Two of the lessons will surprise no one: Successful entrepreneurs want a location where they can hire from an ample pool of talented people, and they want ready access to customers and suppliers.
The other two key findings? One is that these company founders “rarely cite low tax rates or business-friendly regulations as reasons for starting a business in a specific city.” And at the top of the list drawn up by Endeavor Insight is the finding that “entrepreneurs at fast-growing firms usually decide where to live based on personal connections and quality-of-life factors many years before they start their firms.”
In other words, places with a strong sense of community and superior quality of life attract the types of people who succeed as entrepreneurs.
Does this sound like any place you know?

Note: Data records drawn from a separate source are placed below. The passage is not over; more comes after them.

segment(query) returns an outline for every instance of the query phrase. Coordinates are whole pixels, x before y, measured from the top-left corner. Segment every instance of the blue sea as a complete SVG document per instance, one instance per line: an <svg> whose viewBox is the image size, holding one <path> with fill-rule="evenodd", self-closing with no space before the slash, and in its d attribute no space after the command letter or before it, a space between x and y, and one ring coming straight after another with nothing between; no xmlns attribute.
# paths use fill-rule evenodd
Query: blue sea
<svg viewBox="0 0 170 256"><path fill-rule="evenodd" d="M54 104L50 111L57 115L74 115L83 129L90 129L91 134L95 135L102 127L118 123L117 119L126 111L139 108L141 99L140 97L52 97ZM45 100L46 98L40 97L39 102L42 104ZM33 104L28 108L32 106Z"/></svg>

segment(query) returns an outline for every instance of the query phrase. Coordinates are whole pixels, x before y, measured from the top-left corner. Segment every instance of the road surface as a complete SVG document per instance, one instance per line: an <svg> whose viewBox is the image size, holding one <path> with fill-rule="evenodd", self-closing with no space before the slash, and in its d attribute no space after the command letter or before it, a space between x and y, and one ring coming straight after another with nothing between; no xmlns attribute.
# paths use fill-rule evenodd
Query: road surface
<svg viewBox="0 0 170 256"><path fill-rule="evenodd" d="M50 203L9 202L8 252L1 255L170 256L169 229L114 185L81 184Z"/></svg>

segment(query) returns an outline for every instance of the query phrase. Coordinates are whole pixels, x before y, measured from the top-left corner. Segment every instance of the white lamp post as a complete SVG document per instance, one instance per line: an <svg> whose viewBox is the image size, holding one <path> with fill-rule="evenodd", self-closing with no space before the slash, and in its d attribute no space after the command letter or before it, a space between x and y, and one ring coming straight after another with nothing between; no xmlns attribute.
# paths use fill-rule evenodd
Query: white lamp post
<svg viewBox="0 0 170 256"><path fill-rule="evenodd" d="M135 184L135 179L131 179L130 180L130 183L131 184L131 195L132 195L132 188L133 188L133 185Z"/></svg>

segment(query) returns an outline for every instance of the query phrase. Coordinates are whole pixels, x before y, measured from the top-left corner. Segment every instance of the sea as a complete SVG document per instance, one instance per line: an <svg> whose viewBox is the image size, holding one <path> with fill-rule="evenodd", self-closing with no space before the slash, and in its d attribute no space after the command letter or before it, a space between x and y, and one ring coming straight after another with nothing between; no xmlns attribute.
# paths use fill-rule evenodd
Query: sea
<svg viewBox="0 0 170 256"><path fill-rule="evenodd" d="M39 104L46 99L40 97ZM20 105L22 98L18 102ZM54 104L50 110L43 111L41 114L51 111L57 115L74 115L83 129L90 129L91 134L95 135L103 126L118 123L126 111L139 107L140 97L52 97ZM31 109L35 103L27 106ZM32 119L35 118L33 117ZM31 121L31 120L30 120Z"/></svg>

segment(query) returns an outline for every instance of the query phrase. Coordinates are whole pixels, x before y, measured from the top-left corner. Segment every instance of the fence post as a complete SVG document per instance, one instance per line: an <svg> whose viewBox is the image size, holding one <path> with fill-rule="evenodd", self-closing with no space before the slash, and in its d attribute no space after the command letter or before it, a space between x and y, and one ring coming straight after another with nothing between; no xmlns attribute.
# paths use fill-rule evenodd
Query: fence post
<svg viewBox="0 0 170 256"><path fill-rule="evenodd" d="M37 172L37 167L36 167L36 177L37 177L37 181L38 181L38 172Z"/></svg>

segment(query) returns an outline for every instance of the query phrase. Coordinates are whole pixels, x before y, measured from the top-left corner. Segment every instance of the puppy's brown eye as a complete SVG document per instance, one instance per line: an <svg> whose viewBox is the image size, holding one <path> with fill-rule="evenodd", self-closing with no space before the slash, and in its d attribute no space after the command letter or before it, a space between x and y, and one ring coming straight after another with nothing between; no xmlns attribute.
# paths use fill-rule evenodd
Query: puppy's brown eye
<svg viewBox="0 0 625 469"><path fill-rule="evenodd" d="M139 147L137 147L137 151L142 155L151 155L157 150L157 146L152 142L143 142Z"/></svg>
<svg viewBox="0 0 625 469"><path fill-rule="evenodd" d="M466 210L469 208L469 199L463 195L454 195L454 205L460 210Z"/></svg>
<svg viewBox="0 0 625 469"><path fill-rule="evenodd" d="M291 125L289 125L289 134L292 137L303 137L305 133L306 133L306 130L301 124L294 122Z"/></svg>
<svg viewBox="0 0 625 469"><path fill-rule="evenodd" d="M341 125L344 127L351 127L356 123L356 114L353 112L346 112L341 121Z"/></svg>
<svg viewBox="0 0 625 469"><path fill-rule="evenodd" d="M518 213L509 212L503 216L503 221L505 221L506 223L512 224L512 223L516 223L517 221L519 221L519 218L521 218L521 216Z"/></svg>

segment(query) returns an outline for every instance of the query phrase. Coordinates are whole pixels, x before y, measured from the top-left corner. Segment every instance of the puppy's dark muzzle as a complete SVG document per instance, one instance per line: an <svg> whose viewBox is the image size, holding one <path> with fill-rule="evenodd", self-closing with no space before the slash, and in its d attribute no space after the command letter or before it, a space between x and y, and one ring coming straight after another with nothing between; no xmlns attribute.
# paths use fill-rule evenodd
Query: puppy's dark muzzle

Yeah, I thought it would.
The quality of life in the Rochester region is not exactly a secret. Indeed, in the past few years Rochester has been recognized by, among others, “Places Rated Almanac” (ranking sixth in its 25th edition) and Yahoo Travel (the Finger Lakes earned a place on its worldwide list of 10 “lakeside vacations that have it all”). But some people—here and elsewhere—seem unaware or doubtful of Rochester’s virtues as a place to live.
In part as a response to that, in 2003 we launched Explore Greater Rochester, a guide to all the region has to offer. Since then, Explore Greater Rochester has become multifaceted: It is an annual RBJ supplement, a website (with a mobile version), a digital publication, a page in the Friday print edition and a weekly email. They all have unique qualities but a common purpose: To help both residents and visitors discover what makes the Rochester region a special place.

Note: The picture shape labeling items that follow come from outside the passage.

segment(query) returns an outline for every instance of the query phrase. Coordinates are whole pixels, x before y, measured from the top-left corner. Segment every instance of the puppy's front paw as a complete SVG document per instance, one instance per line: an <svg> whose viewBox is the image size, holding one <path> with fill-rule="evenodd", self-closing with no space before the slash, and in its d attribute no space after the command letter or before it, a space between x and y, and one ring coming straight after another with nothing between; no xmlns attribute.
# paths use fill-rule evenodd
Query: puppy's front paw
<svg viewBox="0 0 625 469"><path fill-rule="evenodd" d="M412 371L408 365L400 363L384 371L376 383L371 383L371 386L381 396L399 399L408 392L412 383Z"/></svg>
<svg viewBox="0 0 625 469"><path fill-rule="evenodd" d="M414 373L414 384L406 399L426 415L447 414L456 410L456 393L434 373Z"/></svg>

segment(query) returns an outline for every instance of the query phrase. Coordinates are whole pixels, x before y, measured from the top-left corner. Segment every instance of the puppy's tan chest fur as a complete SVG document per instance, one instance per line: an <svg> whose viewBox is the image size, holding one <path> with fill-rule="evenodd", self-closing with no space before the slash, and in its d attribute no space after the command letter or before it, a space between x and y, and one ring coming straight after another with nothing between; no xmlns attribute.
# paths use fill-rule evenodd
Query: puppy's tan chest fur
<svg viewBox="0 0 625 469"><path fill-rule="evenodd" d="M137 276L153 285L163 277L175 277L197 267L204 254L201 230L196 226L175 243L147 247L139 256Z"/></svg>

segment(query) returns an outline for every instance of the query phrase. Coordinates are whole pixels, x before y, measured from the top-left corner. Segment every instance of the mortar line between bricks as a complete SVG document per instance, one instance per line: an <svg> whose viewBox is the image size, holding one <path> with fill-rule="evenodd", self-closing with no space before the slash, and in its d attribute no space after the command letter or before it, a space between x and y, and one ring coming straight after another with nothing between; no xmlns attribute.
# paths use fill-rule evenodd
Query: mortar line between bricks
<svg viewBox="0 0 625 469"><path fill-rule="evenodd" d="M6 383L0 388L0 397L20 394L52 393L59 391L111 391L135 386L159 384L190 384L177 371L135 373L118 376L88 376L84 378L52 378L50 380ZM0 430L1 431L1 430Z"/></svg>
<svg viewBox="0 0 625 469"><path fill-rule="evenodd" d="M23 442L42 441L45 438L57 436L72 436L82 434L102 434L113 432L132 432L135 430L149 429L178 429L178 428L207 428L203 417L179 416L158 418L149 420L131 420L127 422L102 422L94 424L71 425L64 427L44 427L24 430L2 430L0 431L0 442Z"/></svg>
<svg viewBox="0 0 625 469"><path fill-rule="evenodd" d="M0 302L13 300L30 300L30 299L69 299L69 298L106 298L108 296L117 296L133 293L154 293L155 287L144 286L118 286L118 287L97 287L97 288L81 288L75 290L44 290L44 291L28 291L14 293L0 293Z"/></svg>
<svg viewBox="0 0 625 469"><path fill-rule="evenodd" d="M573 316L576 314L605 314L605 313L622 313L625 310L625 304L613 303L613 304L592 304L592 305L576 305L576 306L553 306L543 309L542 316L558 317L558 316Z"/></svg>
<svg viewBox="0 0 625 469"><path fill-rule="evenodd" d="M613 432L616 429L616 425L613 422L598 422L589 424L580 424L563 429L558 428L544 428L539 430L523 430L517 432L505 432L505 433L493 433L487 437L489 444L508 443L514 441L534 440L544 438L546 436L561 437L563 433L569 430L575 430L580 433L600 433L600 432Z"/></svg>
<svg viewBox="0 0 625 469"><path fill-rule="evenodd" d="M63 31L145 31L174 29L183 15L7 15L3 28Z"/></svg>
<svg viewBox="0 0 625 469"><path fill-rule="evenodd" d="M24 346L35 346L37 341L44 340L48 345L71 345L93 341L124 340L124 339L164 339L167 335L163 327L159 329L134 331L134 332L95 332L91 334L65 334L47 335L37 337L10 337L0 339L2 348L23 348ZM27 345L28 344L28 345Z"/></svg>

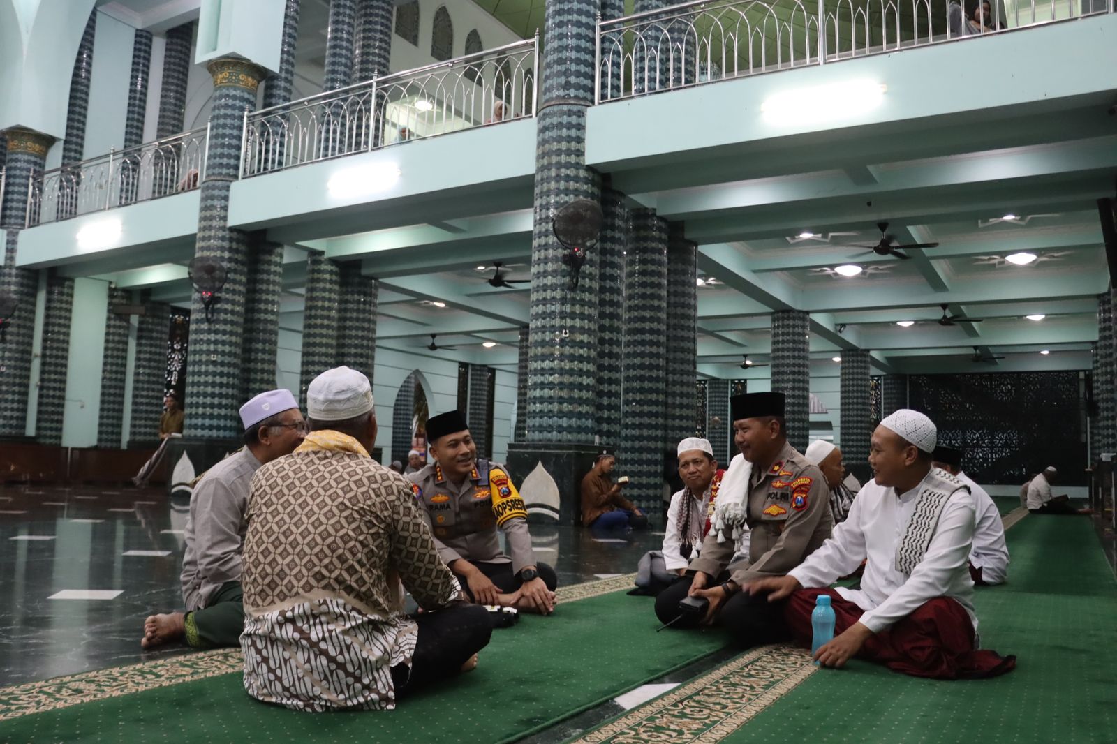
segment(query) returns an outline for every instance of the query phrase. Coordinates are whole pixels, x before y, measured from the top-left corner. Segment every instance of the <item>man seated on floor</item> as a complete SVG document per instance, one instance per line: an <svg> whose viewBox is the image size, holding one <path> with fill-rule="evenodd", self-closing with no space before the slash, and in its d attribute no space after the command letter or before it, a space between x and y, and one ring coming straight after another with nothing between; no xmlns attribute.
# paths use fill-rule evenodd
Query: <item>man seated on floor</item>
<svg viewBox="0 0 1117 744"><path fill-rule="evenodd" d="M1032 478L1028 484L1028 511L1032 514L1094 514L1094 509L1077 509L1070 505L1068 496L1051 495L1051 484L1059 477L1053 465Z"/></svg>
<svg viewBox="0 0 1117 744"><path fill-rule="evenodd" d="M693 580L661 592L656 616L675 628L718 621L734 640L750 647L773 640L780 611L741 588L791 571L830 536L833 523L822 471L787 443L784 394L735 395L729 408L743 460L738 465L734 458L722 479L714 523L690 562ZM733 527L742 519L751 530L748 560L731 565ZM708 600L704 618L682 616L679 602L688 595Z"/></svg>
<svg viewBox="0 0 1117 744"><path fill-rule="evenodd" d="M803 457L818 465L827 478L827 487L830 488L830 516L833 517L834 524L844 522L849 516L853 497L861 489L861 484L846 473L841 449L831 441L815 439L808 446Z"/></svg>
<svg viewBox="0 0 1117 744"><path fill-rule="evenodd" d="M298 710L394 708L476 666L493 623L458 601L408 481L369 456L369 379L327 370L306 409L311 433L248 498L245 689ZM426 612L403 614L401 583Z"/></svg>
<svg viewBox="0 0 1117 744"><path fill-rule="evenodd" d="M917 411L881 421L869 451L876 477L849 518L786 576L748 588L782 605L787 632L808 646L815 598L830 598L837 622L833 640L814 655L821 665L842 667L857 656L936 679L992 677L1015 666L1013 656L977 650L967 567L973 498L965 484L932 467L936 438L935 425ZM866 560L859 590L825 589Z"/></svg>
<svg viewBox="0 0 1117 744"><path fill-rule="evenodd" d="M535 560L527 509L508 470L477 457L460 411L428 419L427 441L433 461L408 479L426 507L439 555L466 593L481 604L551 614L558 578ZM500 552L497 527L510 557Z"/></svg>
<svg viewBox="0 0 1117 744"><path fill-rule="evenodd" d="M647 527L647 515L621 496L621 487L628 478L614 484L609 477L615 462L613 450L602 449L593 467L582 478L582 524L593 530Z"/></svg>
<svg viewBox="0 0 1117 744"><path fill-rule="evenodd" d="M237 646L245 627L241 541L248 485L261 466L290 454L306 432L295 397L270 390L240 407L245 447L210 468L190 495L182 599L187 611L153 614L140 645L154 648L185 637L194 648Z"/></svg>
<svg viewBox="0 0 1117 744"><path fill-rule="evenodd" d="M1009 574L1009 546L1004 542L1001 509L973 478L962 470L964 452L939 445L935 448L935 467L946 470L970 487L974 499L974 546L970 552L970 578L980 586L1003 584Z"/></svg>

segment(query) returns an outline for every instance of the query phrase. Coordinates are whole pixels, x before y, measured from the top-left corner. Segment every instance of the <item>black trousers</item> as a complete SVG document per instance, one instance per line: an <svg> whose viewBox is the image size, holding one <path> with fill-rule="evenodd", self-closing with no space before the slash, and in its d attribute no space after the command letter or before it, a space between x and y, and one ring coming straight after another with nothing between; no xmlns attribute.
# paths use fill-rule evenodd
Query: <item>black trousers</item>
<svg viewBox="0 0 1117 744"><path fill-rule="evenodd" d="M470 563L480 569L481 573L496 584L502 594L510 594L524 583L519 580L519 576L512 572L512 563L480 563L477 561L470 561ZM546 563L536 563L535 570L540 572L540 579L547 585L547 589L554 591L555 586L558 585L558 576L555 574L555 570ZM469 595L469 599L474 599L474 593L469 591L469 582L466 581L466 578L460 574L455 575L458 576L458 583L461 584L462 591Z"/></svg>
<svg viewBox="0 0 1117 744"><path fill-rule="evenodd" d="M677 620L671 628L698 627L700 617L678 619L682 614L679 602L686 599L693 580L694 575L687 574L659 593L656 598L656 617L660 622ZM707 589L728 580L729 572L723 571ZM747 591L737 592L722 604L715 622L725 628L742 648L791 640L792 637L783 621L783 602L768 602L767 594L753 597Z"/></svg>
<svg viewBox="0 0 1117 744"><path fill-rule="evenodd" d="M416 616L414 621L419 635L411 669L405 664L392 667L397 699L458 674L469 657L488 646L493 633L488 611L465 602L423 612Z"/></svg>

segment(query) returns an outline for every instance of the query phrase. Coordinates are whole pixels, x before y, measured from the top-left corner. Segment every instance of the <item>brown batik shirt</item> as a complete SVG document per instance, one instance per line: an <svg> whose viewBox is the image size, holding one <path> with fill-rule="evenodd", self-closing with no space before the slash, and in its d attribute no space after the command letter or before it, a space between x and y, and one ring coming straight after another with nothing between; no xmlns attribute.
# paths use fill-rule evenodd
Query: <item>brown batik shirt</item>
<svg viewBox="0 0 1117 744"><path fill-rule="evenodd" d="M410 484L363 454L304 449L261 467L248 497L245 689L300 710L393 708L421 607L457 598ZM335 439L336 445L340 439ZM342 442L349 446L346 442Z"/></svg>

As noted here a year ago, 2013 was a year of big changes for Explore Greater Rochester. Chief among them was our new partnership with Visit Rochester, the region’s premier tourism organization. With it, Explore Greater Rochester became the official Visit Rochester guide—and its reach, in print and online, grew dramatically. This partnership continues with the 2014 edition, delivered to RBJ subscribers as a supplement to this week’s issue and distributed to a wide geographic area by Visit Rochester.
The chapters in the print and digital editions of Explore Greater Rochester—not to mention its companion website, exploregreaterrochester.com—cover a wide range of topics including arts and entertainment, museums, sports and recreation, parks and gardens, special events, dining, shopping, wineries and easy day trips. (On the website, you can map out visits to the locations listed.) The new edition also has a redesigned Upfront section with a diverse sampling of things to see and do. But we make no claim to have included everything that gives Rochester a right to boast.
We see Explore Greater Rochester—in all its forms—as a place to start if you want to fully appreciate our region’s offerings, from the George Eastman House and the Strong National Museum of Play to the Rochester Philharmonic Orchestra and Xerox Rochester International Jazz Festival to Highland Park, the Lake Ontario shore and much more.
Do other cities have a lot of offer too? Sure. Does Rochester face economic challenges? Of course. But viewed in the context of the Endeavor Insight list, our region seems well-positioned for a bright future—with the makings of a strong knowledge-based workforce, a good location and, yes, a community that’s a good place to call home.
As for those tax rates and regulations that apparently don’t scare away many founders of fast-growth companies, well, we’re working on it.